Mr. Mittelstand schweigt

Peter Altmaier bereitet sich aufs Wirtschaftsministerium vor. Auf dem CDU-Parteitag richten sich fast übertrieben große Hoffnungen auf ihn und das Amt, das der Partei statt des Finanzministeriums bleiben soll.

Inmitten des CDU-Präsidiums klatscht Peter Altmaier seiner Chefin entgegen. Der bisherige Kanzleramtsminister ist dort oben auf dem Podium der einzige, der sich ohne Sakko Luft in der Berliner Parteitagshalle verschafft. Die Kanzlerin und Parteichefin Angela Merkel hat soeben vor den Delegierten um Zustimmung zum Vertrag für eine erneute schwarz-rote-Bundeskoalition geworben. Richtig gut war die Rede nicht, doch lobend und argumentierend hat sie ihre Partei und alle Beteiligten der CDU in der Regierung auf ihre Seite gebeten.

Der Ton der Merkel-Rede passte zur "grummelnden" Stimmung, die bei den Christdemokraten herrscht, seit ihre Partei bei der Bundestagswahl schlecht abschnitt. In den fünf Monaten seither gerät erst jetzt eine neue Bundesregierung in den Blick - aber nur unter empfindlichen Zugeständnissen an einen Koalitionspartner SPD.

Besonders viel Platz bekam dabei Peter Altmaier, einer ihrer engsten Mitstreiter und früher bereits ihr Umweltminister. Weil die CDU das Finanzministerium verloren habe bei der Ressortaufteilung mit der SPD, komme nun dem Bundeswirtschaftsministerium eine besonders wichtige Rolle zu, warb Merkel. Sie formulierte ihre Erwartung an Altmaier: Es gehe darum, dort im Ressort an der Berliner Scharnhorststraße "das Wohlstands- und Sicherheitsversprechen der sozialen Marktwirtschaft fürs 21. Jahrhundert" zu erneuern. Nicht weniger. Altmaier soll den Mittelstand voranbringen, den freien Handel verteidigen, Bürokratie abbauen, Europa stützen und die Energiewende voranbringen. In dieser Reihenfolge führte sie die Stichpunkte auf.

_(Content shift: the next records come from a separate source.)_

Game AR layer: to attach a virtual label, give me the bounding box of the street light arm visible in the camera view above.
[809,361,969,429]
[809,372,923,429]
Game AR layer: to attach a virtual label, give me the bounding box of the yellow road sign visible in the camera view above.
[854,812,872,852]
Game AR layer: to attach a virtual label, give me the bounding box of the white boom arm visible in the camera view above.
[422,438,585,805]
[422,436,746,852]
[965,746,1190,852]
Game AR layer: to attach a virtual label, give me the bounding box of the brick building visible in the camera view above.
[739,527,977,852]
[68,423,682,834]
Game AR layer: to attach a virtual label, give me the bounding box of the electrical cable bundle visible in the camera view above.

Bisher wurde Altmaier immer mal der wandelnde Vermittlungsausschuss genannt, weil seine Art Politik zu machen bisher bedeutet, alle anzuhören, alle zu umarmen und endlos um Kompromisse zu makeln. Nun soll er weniger ausgleichen, sondern vor allem Kante und Orientierung bieten. Er soll Mr. Wirtschaft, besser noch Mr. Mittelstand werden und dadurch dem Bundesfinanzminister von der SPD Paroli bieten. Er soll verlorenes Vertrauen aus der Wirtschaft wiedergewinnen. Altmaier als Erbe Ludwig Erhards, als erster CDU-Bundeswirtschaftsminister nach rund einem halben Jahrhundert. Dazu müsste sich Altmaier freilich zum Teil neu erfinden.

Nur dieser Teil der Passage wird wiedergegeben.